23,000円台からの日経平均は「生みの苦しみ」か?
今週の国内株市場ですが、日経平均はこれまでのところ、上値が重たく、取引時間中に節目の23,000円台を下回る場面も見られています。ただし、先週に23,338円までやや早いピッチで上昇したことを考えれば、とりあえず底堅さを見せていると考えられます。
足元の株価水準は、いわゆる「コロナ・ショック」前の2月6日の取引時間中につけた高値(23,995円)まで、もうひと頑張りできれば手が届くところまで戻してきました。このままの勢いが続けば、ショック前の水準に戻るまで約半年間の期間を要したことになります。
とはいえ、過去の「〇〇ショック」を振り返ると、2015年8月の「チャイナ・ショック」の時は、急落前の株価に戻るまで約2年2カ月、2008年9月の「リーマン・ショック」の時は約4年半といったように、かなりの時間が掛かっており、それらと比べると今回の株価の戻りのペースはかなり早いと言えます。
確かに、経済指標や企業業績を見れば、4-6月期が最悪期という見方が優勢ですし、抗コロナウイルスワクチンの開発も急ピッチで進んでいるような印象で、株価もこうした期待を先取りして上昇していますが、今後の経済回復ペースが思ったよりも緩慢になってしまうことや、ワクチンについても効果や安全性の問題が出てくるかもしれません。米中対立についても、これまでのような「経済的利害関係が政治パフォーマンスを抑制する」という従来の見方に変化が起こりつつあります。

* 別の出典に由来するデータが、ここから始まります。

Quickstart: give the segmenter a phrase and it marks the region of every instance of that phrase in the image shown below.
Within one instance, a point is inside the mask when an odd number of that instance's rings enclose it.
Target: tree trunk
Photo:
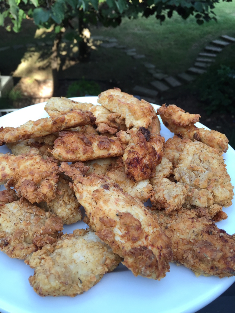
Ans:
[[[62,32],[60,32],[55,34],[55,38],[52,48],[52,54],[51,55],[51,64],[52,72],[53,79],[53,96],[58,96],[59,89],[59,80],[58,79],[58,51],[60,44],[62,38]]]
[[[79,59],[82,62],[87,62],[90,59],[91,55],[91,48],[88,45],[90,42],[90,33],[87,24],[83,21],[84,17],[83,12],[80,11],[78,26],[79,34],[81,40],[79,43]]]

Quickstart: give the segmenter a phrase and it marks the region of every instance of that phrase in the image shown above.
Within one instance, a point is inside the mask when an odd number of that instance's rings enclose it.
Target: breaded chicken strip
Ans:
[[[134,126],[147,128],[156,115],[153,107],[148,102],[143,99],[140,101],[131,95],[122,92],[119,88],[102,92],[97,102],[125,119],[128,128]]]
[[[89,172],[88,174],[89,174]],[[127,178],[125,173],[124,164],[121,157],[119,157],[113,168],[105,173],[113,182],[117,183],[124,192],[132,197],[137,197],[142,202],[149,198],[151,194],[152,186],[149,179],[134,182]]]
[[[232,205],[233,187],[223,157],[217,152],[202,142],[191,141],[185,145],[174,175],[186,188],[190,206]]]
[[[185,111],[174,104],[168,106],[164,104],[157,111],[164,125],[175,135],[201,141],[220,152],[227,150],[228,140],[224,134],[216,131],[199,128],[194,125],[199,120],[199,114],[185,113]]]
[[[63,223],[70,225],[81,221],[82,215],[80,205],[75,197],[72,187],[69,182],[60,175],[57,183],[55,198],[48,203],[40,202],[39,206],[45,211],[50,211],[60,217]]]
[[[169,270],[170,241],[138,199],[123,192],[107,176],[83,175],[63,162],[65,175],[74,180],[78,200],[89,226],[135,276],[160,280]]]
[[[217,227],[205,208],[182,208],[169,214],[158,210],[152,212],[172,240],[175,262],[197,276],[221,278],[235,275],[235,241]]]
[[[19,140],[16,142],[7,143],[8,148],[15,156],[19,154],[40,154],[45,160],[47,156],[52,156],[48,150],[54,145],[54,141],[58,136],[51,134],[38,138]]]
[[[169,138],[164,144],[163,155],[175,167],[178,164],[180,155],[187,142],[191,141],[187,138],[181,139],[178,136],[175,136]]]
[[[91,103],[82,103],[74,101],[64,97],[53,97],[48,101],[44,110],[50,116],[55,117],[65,114],[73,110],[90,111],[94,106]]]
[[[107,157],[86,161],[84,162],[84,165],[89,167],[87,175],[92,173],[95,173],[97,175],[106,175],[106,172],[114,166],[117,159],[116,157]]]
[[[55,197],[59,167],[54,159],[39,155],[0,153],[0,184],[13,187],[19,197],[31,203],[50,201]]]
[[[81,110],[72,111],[55,117],[46,117],[35,121],[29,121],[6,133],[5,129],[0,129],[0,145],[4,142],[14,142],[20,140],[42,137],[72,127],[94,124],[96,118],[90,111]]]
[[[187,194],[185,187],[180,183],[176,184],[168,179],[173,172],[173,169],[172,163],[163,157],[156,167],[155,176],[150,179],[153,190],[150,200],[158,208],[165,208],[167,213],[181,208]]]
[[[0,206],[0,249],[11,258],[26,259],[55,242],[62,229],[60,218],[23,198]]]
[[[39,295],[74,297],[97,284],[121,260],[92,231],[76,229],[25,262],[35,269],[29,280]]]
[[[156,167],[162,160],[164,139],[144,127],[132,130],[123,159],[127,177],[139,182],[155,175]]]
[[[76,162],[123,155],[126,148],[117,137],[64,131],[55,141],[53,156],[60,161]]]

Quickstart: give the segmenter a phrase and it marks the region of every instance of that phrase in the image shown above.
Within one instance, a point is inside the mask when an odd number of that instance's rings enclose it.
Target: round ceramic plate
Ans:
[[[97,104],[97,97],[73,99]],[[0,126],[16,127],[29,120],[36,121],[48,116],[44,110],[45,104],[35,104],[4,115],[0,118]],[[155,109],[158,107],[153,105]],[[196,125],[203,126],[200,123]],[[173,134],[162,123],[161,126],[161,135],[166,140],[172,136]],[[1,152],[9,151],[5,146],[0,147]],[[235,151],[231,147],[224,155],[224,158],[234,185]],[[224,209],[227,219],[217,223],[218,227],[230,234],[235,233],[235,207],[234,203]],[[83,222],[78,222],[65,226],[63,231],[68,233],[76,228],[86,226]],[[42,298],[30,286],[28,279],[33,275],[34,271],[24,261],[11,259],[0,252],[0,270],[2,313],[193,313],[212,301],[235,280],[235,277],[196,277],[190,270],[172,263],[170,272],[159,281],[135,277],[130,271],[121,264],[113,272],[105,274],[99,283],[83,294],[74,298]]]

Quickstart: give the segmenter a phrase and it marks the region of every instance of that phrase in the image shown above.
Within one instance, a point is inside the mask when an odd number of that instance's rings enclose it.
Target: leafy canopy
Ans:
[[[232,0],[222,0],[227,2]],[[55,26],[56,33],[68,26],[73,18],[81,17],[85,22],[95,24],[99,20],[105,26],[115,27],[122,18],[146,18],[155,14],[161,22],[170,18],[175,11],[186,19],[191,15],[199,24],[216,20],[213,11],[220,0],[0,0],[0,26],[16,32],[21,30],[26,15],[33,18],[39,28]],[[6,23],[6,18],[12,23]]]

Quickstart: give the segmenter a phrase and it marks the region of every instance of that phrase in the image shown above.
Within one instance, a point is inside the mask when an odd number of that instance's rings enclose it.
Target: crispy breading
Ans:
[[[60,218],[23,198],[0,206],[0,249],[11,258],[26,259],[55,242],[62,229]]]
[[[18,199],[16,193],[13,189],[8,190],[5,189],[0,191],[0,204],[9,203],[13,201],[16,201]]]
[[[107,157],[86,161],[84,164],[89,167],[87,175],[95,173],[97,175],[105,175],[106,172],[112,168],[116,163],[116,157]]]
[[[106,176],[84,176],[64,162],[61,167],[74,180],[75,194],[85,208],[89,226],[124,258],[123,264],[135,276],[164,277],[172,258],[170,241],[141,201]]]
[[[112,113],[102,105],[93,105],[91,111],[96,117],[97,131],[113,134],[119,131],[126,130],[125,120],[119,114]]]
[[[88,172],[88,174],[89,172]],[[148,199],[152,189],[149,179],[134,182],[127,178],[125,173],[124,164],[121,157],[119,157],[113,168],[106,173],[113,182],[117,183],[125,192],[133,197],[137,197],[142,202]]]
[[[175,105],[167,107],[164,104],[157,111],[164,125],[175,134],[201,141],[220,152],[227,150],[228,140],[224,134],[216,131],[199,128],[194,125],[200,117],[199,114],[185,113],[185,111]]]
[[[44,110],[49,116],[54,117],[62,114],[65,114],[72,110],[90,111],[93,106],[91,103],[81,103],[74,101],[64,97],[53,97],[47,101]]]
[[[152,212],[171,239],[174,261],[197,276],[235,275],[235,241],[217,227],[205,208],[182,208],[169,214],[158,210]]]
[[[54,159],[38,155],[16,156],[0,153],[0,184],[13,187],[18,195],[31,203],[50,202],[55,196],[59,167]]]
[[[97,284],[121,260],[93,232],[76,229],[32,254],[25,263],[34,269],[29,280],[39,295],[74,297]]]
[[[0,129],[0,145],[4,142],[14,142],[20,140],[36,138],[60,131],[63,129],[87,124],[94,124],[96,118],[89,111],[75,110],[55,117],[46,117],[25,124],[5,133]]]
[[[117,137],[85,134],[64,131],[55,141],[53,150],[50,150],[56,159],[60,161],[76,162],[100,158],[123,155],[126,145]]]
[[[153,177],[163,154],[163,137],[143,127],[131,132],[123,159],[128,178],[139,182]]]
[[[153,107],[143,99],[141,101],[131,95],[122,92],[119,88],[109,89],[99,95],[97,102],[125,119],[128,128],[143,127],[151,124],[156,113]]]
[[[38,138],[18,140],[16,142],[6,144],[8,148],[11,150],[12,153],[15,156],[19,154],[40,154],[46,160],[47,156],[52,156],[48,151],[48,149],[53,147],[54,141],[58,136],[52,134]]]
[[[163,155],[175,167],[178,164],[179,157],[187,142],[191,141],[187,138],[181,139],[175,136],[169,138],[163,145]]]
[[[79,208],[80,205],[69,182],[60,175],[57,185],[55,198],[48,203],[40,202],[39,206],[45,211],[55,213],[61,219],[64,224],[69,225],[81,221],[82,215]]]
[[[187,142],[178,161],[174,175],[187,190],[186,201],[190,205],[232,205],[233,187],[223,157],[216,150],[202,142]]]

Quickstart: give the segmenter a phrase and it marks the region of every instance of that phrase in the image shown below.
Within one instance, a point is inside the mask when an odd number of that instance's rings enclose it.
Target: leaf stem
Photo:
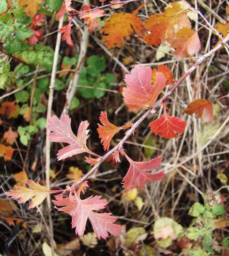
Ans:
[[[223,46],[225,45],[227,42],[229,41],[229,33],[222,42],[221,42],[215,48],[211,50],[199,58],[197,61],[189,69],[185,74],[179,79],[177,80],[175,83],[172,88],[165,94],[162,98],[158,101],[156,103],[154,104],[151,109],[149,109],[132,126],[131,128],[128,131],[125,136],[123,138],[121,141],[117,144],[111,150],[108,152],[106,155],[101,157],[100,161],[96,165],[94,165],[86,174],[83,177],[82,177],[77,182],[73,185],[70,188],[71,190],[75,189],[82,182],[86,180],[88,177],[92,174],[98,168],[101,164],[107,157],[111,156],[114,151],[119,149],[122,147],[125,141],[132,134],[134,131],[136,129],[138,125],[144,120],[145,118],[150,113],[152,109],[155,109],[162,103],[166,101],[169,97],[173,91],[186,78],[187,76],[193,72],[200,65],[203,60],[209,58],[211,55],[216,52],[218,50],[219,50]],[[63,194],[64,195],[67,195],[69,193],[69,190],[65,189],[63,191]]]

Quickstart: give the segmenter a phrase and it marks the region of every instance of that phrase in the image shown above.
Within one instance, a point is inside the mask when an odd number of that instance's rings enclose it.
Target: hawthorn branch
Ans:
[[[96,165],[94,165],[93,168],[83,177],[82,177],[82,178],[79,180],[77,182],[75,183],[74,185],[73,185],[70,188],[70,190],[71,190],[75,189],[82,182],[85,181],[85,180],[88,179],[88,177],[99,167],[102,163],[104,162],[107,158],[112,155],[116,150],[119,150],[120,148],[121,148],[125,142],[129,137],[131,135],[133,132],[138,125],[150,114],[151,110],[152,109],[155,109],[160,105],[162,102],[166,101],[169,96],[172,94],[173,92],[178,85],[180,84],[188,76],[193,72],[196,68],[197,67],[201,64],[205,59],[208,59],[213,54],[214,54],[217,51],[219,50],[222,46],[225,45],[228,41],[229,41],[229,33],[228,33],[227,36],[225,39],[215,48],[211,50],[211,51],[208,52],[199,58],[197,60],[197,61],[193,64],[192,67],[179,79],[178,79],[176,81],[172,88],[165,94],[161,99],[158,100],[155,104],[154,104],[150,109],[148,110],[147,112],[145,113],[145,114],[136,122],[136,123],[133,125],[131,128],[128,131],[128,132],[122,140],[111,149],[111,150],[109,152],[108,152],[103,156],[101,157],[100,158],[100,161]],[[67,189],[65,189],[63,191],[63,194],[65,196],[69,194],[69,190]]]

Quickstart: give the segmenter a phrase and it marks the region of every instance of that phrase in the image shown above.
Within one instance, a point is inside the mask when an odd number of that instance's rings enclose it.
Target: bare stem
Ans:
[[[152,108],[149,109],[139,119],[137,122],[134,124],[131,128],[128,131],[128,132],[123,137],[120,142],[117,144],[114,148],[110,151],[108,152],[106,154],[101,158],[100,161],[96,165],[94,166],[94,167],[91,170],[86,174],[83,177],[82,177],[78,181],[72,186],[70,188],[71,190],[75,189],[78,186],[80,185],[82,182],[86,180],[88,177],[92,174],[101,164],[106,159],[107,157],[111,156],[114,151],[117,149],[122,148],[125,141],[130,137],[133,132],[134,130],[136,129],[138,125],[144,120],[144,119],[150,113],[152,109],[154,109],[159,106],[161,105],[162,102],[166,101],[169,97],[171,94],[176,89],[178,85],[183,81],[184,79],[187,77],[194,70],[196,67],[200,65],[204,60],[209,58],[211,55],[216,52],[218,50],[219,50],[223,45],[225,45],[227,42],[229,41],[229,33],[223,41],[220,43],[215,48],[211,50],[209,52],[202,56],[199,58],[197,61],[193,65],[192,67],[190,68],[187,71],[184,75],[179,79],[178,79],[175,83],[175,84],[172,88],[165,94],[162,98],[157,101],[155,104],[154,104]],[[63,195],[66,195],[68,194],[69,193],[69,190],[65,189],[63,190]]]

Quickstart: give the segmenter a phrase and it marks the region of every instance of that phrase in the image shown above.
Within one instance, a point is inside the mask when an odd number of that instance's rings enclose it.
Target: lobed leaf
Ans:
[[[121,154],[127,159],[130,165],[122,182],[124,183],[122,188],[126,189],[132,189],[138,185],[138,189],[145,188],[145,184],[152,180],[159,180],[164,176],[164,171],[156,173],[147,172],[158,168],[162,160],[161,156],[152,159],[149,162],[136,162],[130,158],[123,151]]]
[[[81,122],[80,124],[76,137],[71,128],[71,118],[68,115],[64,114],[60,121],[55,116],[50,116],[47,120],[49,124],[47,129],[53,132],[50,133],[48,138],[51,141],[63,142],[70,145],[59,150],[57,154],[58,160],[64,159],[74,155],[83,152],[91,151],[86,146],[89,130],[87,129],[89,124],[87,121]]]
[[[156,74],[155,85],[151,86],[152,70],[149,67],[136,66],[126,75],[127,87],[123,88],[122,95],[128,104],[152,107],[165,87],[166,79],[160,72]]]
[[[110,123],[107,119],[106,111],[101,112],[99,120],[104,126],[99,124],[97,124],[99,128],[97,130],[99,138],[101,138],[101,143],[103,141],[103,145],[104,150],[108,150],[111,139],[116,132],[123,128],[122,127],[117,127]]]
[[[100,28],[100,23],[96,18],[104,16],[105,13],[104,11],[100,9],[93,11],[91,10],[90,6],[86,4],[84,5],[83,10],[79,13],[80,19],[83,19],[89,26],[88,31],[90,34],[96,28]]]
[[[71,194],[71,193],[70,193]],[[83,235],[87,221],[89,219],[95,234],[99,238],[106,239],[108,236],[108,232],[114,236],[119,235],[123,229],[120,225],[114,224],[117,218],[111,216],[111,213],[99,213],[93,211],[103,209],[108,204],[106,200],[101,200],[101,196],[92,196],[82,200],[77,196],[69,196],[69,198],[56,197],[57,201],[53,200],[58,206],[67,206],[59,208],[72,216],[72,228],[75,228],[75,233],[80,236]]]
[[[204,109],[205,112],[203,115]],[[214,118],[212,102],[204,99],[196,100],[190,103],[183,112],[189,115],[194,113],[196,118],[199,118],[203,116],[204,123],[211,122]]]
[[[169,116],[166,112],[165,105],[165,103],[162,116],[149,124],[150,129],[155,135],[165,138],[179,138],[175,132],[184,132],[186,122],[180,118]]]
[[[40,185],[38,182],[36,183],[33,180],[27,180],[26,182],[28,186],[33,189],[16,187],[17,190],[12,189],[6,192],[5,194],[8,196],[11,196],[13,199],[20,198],[19,202],[20,204],[25,203],[34,196],[29,204],[29,208],[30,209],[34,208],[40,204],[49,194],[56,193],[59,191],[49,190]]]

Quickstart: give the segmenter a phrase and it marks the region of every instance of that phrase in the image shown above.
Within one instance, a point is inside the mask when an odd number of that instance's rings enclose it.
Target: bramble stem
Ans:
[[[87,173],[82,177],[77,182],[73,185],[70,188],[71,190],[75,189],[76,188],[81,184],[82,182],[86,180],[88,177],[92,174],[101,164],[106,159],[107,157],[111,156],[114,151],[118,149],[119,148],[122,148],[125,143],[125,141],[132,134],[134,130],[136,129],[138,125],[144,120],[144,119],[150,113],[150,111],[152,109],[155,109],[158,106],[160,105],[163,102],[166,101],[167,99],[176,89],[180,83],[183,81],[187,76],[190,74],[194,70],[196,67],[200,65],[203,60],[209,58],[211,55],[216,52],[218,50],[219,50],[223,45],[225,45],[227,42],[229,41],[229,33],[226,37],[215,48],[211,50],[199,58],[197,61],[193,64],[192,67],[190,68],[184,75],[179,79],[177,80],[175,83],[174,85],[172,88],[165,94],[162,98],[158,100],[157,102],[154,104],[152,107],[149,110],[139,119],[132,126],[131,128],[128,131],[126,134],[123,138],[121,141],[117,144],[114,148],[110,151],[108,152],[106,154],[103,156],[101,157],[100,161],[98,162],[96,165],[94,166],[93,168],[91,170]],[[67,195],[69,193],[69,190],[65,189],[63,191],[63,194],[64,195]]]

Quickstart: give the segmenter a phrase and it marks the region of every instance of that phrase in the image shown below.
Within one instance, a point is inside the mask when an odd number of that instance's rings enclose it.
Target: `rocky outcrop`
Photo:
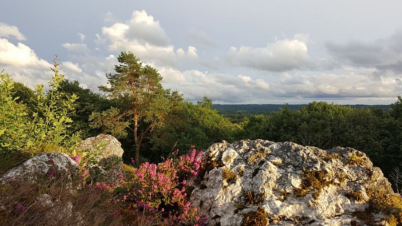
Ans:
[[[79,152],[94,154],[96,166],[91,167],[89,172],[92,178],[108,183],[118,183],[125,178],[122,167],[122,156],[124,152],[121,144],[109,135],[99,134],[80,142],[76,146]]]
[[[43,179],[63,176],[73,179],[78,175],[78,166],[65,154],[44,153],[29,159],[0,177],[0,184],[7,182],[42,182]]]
[[[204,157],[187,184],[209,225],[387,225],[389,212],[373,200],[400,200],[381,170],[352,148],[247,140],[215,144]]]
[[[102,153],[98,160],[115,156],[122,158],[124,151],[120,142],[112,135],[100,134],[94,137],[90,137],[80,142],[76,147],[81,151]]]

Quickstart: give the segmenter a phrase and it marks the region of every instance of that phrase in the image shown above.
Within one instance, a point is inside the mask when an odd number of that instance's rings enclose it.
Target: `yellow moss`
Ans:
[[[289,193],[286,191],[286,190],[281,190],[280,195],[281,197],[280,198],[278,198],[278,200],[283,202],[287,198],[287,197],[289,196]]]
[[[229,155],[225,156],[222,159],[222,160],[225,162],[230,162],[232,160],[232,156]]]
[[[372,201],[375,208],[383,212],[402,210],[402,197],[398,194],[374,195]]]
[[[253,164],[257,162],[257,161],[263,158],[265,158],[267,156],[267,153],[263,149],[260,149],[255,151],[248,158],[248,163],[250,164]]]
[[[398,225],[398,220],[393,215],[385,217],[385,221],[388,222],[389,226],[396,226]]]
[[[326,154],[324,155],[323,158],[324,160],[325,161],[330,161],[331,159],[341,159],[342,158],[342,156],[339,153],[331,153],[331,154]]]
[[[350,191],[346,194],[346,197],[349,198],[353,198],[356,201],[361,201],[364,199],[361,193],[356,191]]]
[[[236,175],[233,171],[229,170],[227,168],[223,168],[222,177],[224,180],[226,181],[228,183],[230,183],[233,182]]]
[[[266,212],[261,206],[258,206],[257,211],[248,212],[243,217],[242,226],[265,226],[269,223]]]
[[[357,155],[352,155],[348,157],[348,160],[346,163],[351,166],[358,166],[362,165],[364,163],[364,160]]]
[[[312,171],[304,172],[305,178],[303,179],[300,188],[294,189],[295,197],[305,196],[311,190],[314,190],[313,197],[317,199],[321,189],[328,186],[330,182],[325,177],[325,173],[322,171]]]

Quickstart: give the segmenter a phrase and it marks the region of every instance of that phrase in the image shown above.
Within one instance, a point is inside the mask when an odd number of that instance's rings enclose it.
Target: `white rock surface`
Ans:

また、日経平均をPERで見ると、先週末8月14日は22.08倍と22倍台を超えてきました。同じく日経平均が23,000円台に乗せた6月8日は19.44倍だったことを踏まえると、同じ株価水準でもPERの数値が上昇しています。足元の相場は「強いか弱いか」で見れば強い一方、「高いか安いか」で見ると割高気味になっていることには配慮する必要がありそうです。
そもそも、「ウィズ・コロナ」、「アフター・コロナ」という言葉にもあるように、コロナ禍を通じて、今までの社会・生活環境が大きく変わろうとしています。その変化のスピードについては、加速している分野とそうでない分野で温度差があり、全体像が見えてくるのはもうしばらく先になると思われます。そのため、23,000円台からの上昇は「生みの苦しみ」を味わうことになりそうです。